American Sociological Association Annual Meeting

Disciplines

Family, Life Course, and Society | Migration Studies | Sociology

Abstract

The normative conception of care work is described through qualities of nurturance, love and warmth in the intimate relationships of family members. However, the work of caring for family draws from a range of affects, from warmhearted to reticent. Applied to studies of transnational families, scholars have shown that children of migrants demonstrate resentment and indignation towards their parents abroad because of their absence. Based on the definition of care work as nurturance, transnational children narrate the emotional distance to their migrant parents with cynicism. Yet, children left behind still attend to the necessary work needed to keep their families functional despite emotive dissonance. This paper explores the labor of maintaining transnational families in spite of the positive or negative emotional charge of caring.
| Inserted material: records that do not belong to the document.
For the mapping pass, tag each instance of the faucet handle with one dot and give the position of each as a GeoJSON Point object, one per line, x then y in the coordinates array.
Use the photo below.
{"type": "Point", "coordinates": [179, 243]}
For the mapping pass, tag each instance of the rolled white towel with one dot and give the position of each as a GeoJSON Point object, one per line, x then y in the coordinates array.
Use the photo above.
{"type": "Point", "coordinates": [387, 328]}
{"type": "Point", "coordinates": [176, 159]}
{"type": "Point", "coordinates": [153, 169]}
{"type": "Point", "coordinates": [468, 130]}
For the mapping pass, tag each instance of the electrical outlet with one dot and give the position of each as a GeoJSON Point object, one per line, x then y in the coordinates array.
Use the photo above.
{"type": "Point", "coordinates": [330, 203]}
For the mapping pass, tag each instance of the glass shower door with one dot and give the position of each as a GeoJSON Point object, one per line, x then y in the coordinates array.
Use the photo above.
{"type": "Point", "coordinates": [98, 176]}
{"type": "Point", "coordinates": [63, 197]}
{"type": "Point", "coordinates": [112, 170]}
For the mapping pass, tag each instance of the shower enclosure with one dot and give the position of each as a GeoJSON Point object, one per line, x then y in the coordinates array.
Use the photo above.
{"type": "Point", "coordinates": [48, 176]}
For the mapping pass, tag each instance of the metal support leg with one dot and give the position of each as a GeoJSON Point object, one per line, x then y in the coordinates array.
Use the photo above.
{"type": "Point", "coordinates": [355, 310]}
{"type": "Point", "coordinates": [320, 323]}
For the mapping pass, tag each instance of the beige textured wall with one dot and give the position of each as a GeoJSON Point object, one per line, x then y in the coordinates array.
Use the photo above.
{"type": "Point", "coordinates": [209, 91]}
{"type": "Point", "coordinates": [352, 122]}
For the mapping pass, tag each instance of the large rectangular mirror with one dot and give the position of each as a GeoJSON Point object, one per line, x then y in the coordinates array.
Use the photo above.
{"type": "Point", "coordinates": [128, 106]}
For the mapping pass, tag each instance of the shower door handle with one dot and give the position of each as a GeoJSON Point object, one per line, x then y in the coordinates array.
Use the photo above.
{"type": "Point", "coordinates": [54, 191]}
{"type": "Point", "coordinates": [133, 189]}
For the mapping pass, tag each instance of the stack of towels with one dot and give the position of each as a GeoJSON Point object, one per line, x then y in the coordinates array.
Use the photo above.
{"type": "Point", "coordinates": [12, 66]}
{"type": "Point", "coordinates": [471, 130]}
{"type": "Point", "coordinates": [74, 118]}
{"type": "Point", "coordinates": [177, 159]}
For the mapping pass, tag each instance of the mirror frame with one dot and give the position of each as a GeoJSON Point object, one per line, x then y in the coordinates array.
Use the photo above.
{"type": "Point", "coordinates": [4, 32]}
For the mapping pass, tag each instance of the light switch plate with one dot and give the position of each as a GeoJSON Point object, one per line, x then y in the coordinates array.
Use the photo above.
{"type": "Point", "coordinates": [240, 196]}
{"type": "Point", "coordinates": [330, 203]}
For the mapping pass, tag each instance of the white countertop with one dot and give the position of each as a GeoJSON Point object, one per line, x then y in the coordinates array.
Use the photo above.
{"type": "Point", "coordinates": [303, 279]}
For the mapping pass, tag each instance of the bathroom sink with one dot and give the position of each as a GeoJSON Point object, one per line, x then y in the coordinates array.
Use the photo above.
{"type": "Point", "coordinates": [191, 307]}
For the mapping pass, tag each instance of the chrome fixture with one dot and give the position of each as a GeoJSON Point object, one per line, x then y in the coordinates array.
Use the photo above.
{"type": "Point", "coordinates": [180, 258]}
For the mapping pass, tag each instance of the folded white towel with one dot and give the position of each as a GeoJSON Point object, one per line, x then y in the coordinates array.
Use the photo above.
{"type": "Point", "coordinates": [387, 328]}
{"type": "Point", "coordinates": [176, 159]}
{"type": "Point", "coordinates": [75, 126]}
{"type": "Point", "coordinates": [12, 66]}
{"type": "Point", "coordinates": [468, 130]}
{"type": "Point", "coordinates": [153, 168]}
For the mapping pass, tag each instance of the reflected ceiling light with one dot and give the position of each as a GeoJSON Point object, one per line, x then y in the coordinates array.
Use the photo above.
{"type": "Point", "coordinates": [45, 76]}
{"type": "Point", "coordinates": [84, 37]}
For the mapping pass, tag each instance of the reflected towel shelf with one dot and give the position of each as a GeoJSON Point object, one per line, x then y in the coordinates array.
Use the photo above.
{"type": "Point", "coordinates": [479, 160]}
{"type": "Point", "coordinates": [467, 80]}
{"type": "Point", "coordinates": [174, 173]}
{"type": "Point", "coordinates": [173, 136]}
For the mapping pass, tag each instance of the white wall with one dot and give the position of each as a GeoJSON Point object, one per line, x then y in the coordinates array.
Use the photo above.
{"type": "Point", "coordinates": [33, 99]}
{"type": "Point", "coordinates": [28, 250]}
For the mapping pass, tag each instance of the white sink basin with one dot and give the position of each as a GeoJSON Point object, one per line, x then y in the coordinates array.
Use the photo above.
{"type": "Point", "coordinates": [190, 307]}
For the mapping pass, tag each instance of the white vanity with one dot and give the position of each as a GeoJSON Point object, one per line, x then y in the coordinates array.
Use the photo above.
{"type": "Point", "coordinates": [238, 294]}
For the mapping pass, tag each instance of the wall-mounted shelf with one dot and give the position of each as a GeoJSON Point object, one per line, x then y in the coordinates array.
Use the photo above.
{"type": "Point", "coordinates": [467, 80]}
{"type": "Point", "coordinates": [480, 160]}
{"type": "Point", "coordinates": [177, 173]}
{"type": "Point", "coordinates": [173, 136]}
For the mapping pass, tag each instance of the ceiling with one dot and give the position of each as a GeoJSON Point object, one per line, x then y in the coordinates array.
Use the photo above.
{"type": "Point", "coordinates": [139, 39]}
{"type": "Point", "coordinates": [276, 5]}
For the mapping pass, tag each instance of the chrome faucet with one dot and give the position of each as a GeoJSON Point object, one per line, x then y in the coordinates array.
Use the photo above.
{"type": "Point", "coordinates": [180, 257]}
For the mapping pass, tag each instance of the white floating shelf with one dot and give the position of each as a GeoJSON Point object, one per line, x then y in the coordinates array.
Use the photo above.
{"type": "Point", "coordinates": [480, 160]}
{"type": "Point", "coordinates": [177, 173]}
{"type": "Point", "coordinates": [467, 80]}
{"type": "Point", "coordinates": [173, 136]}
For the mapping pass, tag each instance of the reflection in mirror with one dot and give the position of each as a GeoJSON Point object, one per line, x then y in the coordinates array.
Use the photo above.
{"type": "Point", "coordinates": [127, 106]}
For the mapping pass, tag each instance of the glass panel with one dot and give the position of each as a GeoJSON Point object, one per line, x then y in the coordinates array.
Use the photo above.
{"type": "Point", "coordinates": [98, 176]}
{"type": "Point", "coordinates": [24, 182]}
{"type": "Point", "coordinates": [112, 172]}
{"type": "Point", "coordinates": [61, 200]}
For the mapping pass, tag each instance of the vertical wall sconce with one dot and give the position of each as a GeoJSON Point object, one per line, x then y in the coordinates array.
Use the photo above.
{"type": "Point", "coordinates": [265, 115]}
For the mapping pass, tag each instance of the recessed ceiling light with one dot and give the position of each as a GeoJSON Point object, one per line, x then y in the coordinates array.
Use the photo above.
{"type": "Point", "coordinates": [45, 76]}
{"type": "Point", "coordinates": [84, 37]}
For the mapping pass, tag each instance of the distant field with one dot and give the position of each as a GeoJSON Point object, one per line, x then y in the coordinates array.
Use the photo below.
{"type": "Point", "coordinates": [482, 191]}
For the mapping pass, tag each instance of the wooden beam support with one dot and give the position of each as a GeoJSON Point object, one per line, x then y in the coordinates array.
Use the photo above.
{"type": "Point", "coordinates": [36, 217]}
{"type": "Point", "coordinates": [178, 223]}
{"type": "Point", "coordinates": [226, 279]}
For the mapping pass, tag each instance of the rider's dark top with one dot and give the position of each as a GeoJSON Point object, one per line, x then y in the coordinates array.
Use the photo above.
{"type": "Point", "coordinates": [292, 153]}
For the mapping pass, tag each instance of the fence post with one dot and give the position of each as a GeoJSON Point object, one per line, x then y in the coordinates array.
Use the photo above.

Adding nuance to the literature on care work within the transnational family, I argue that care work is still work even if family members do not express that work with love. I seek to untangle the idea of care work as nurturing or loving; and instead present examples where care work is cold to establish the idea that caring is work that is allocated no matter the moral underpinnings. To offer a different framework to understand hostility in the care work transnational families, I use a social reproductive labor framework to analyze the emotions involved with caring in a transnational family. I provide evidence from my multi-sited ethnography of care work in Filipino transnational families to demonstrate care work carried out within strained relationships.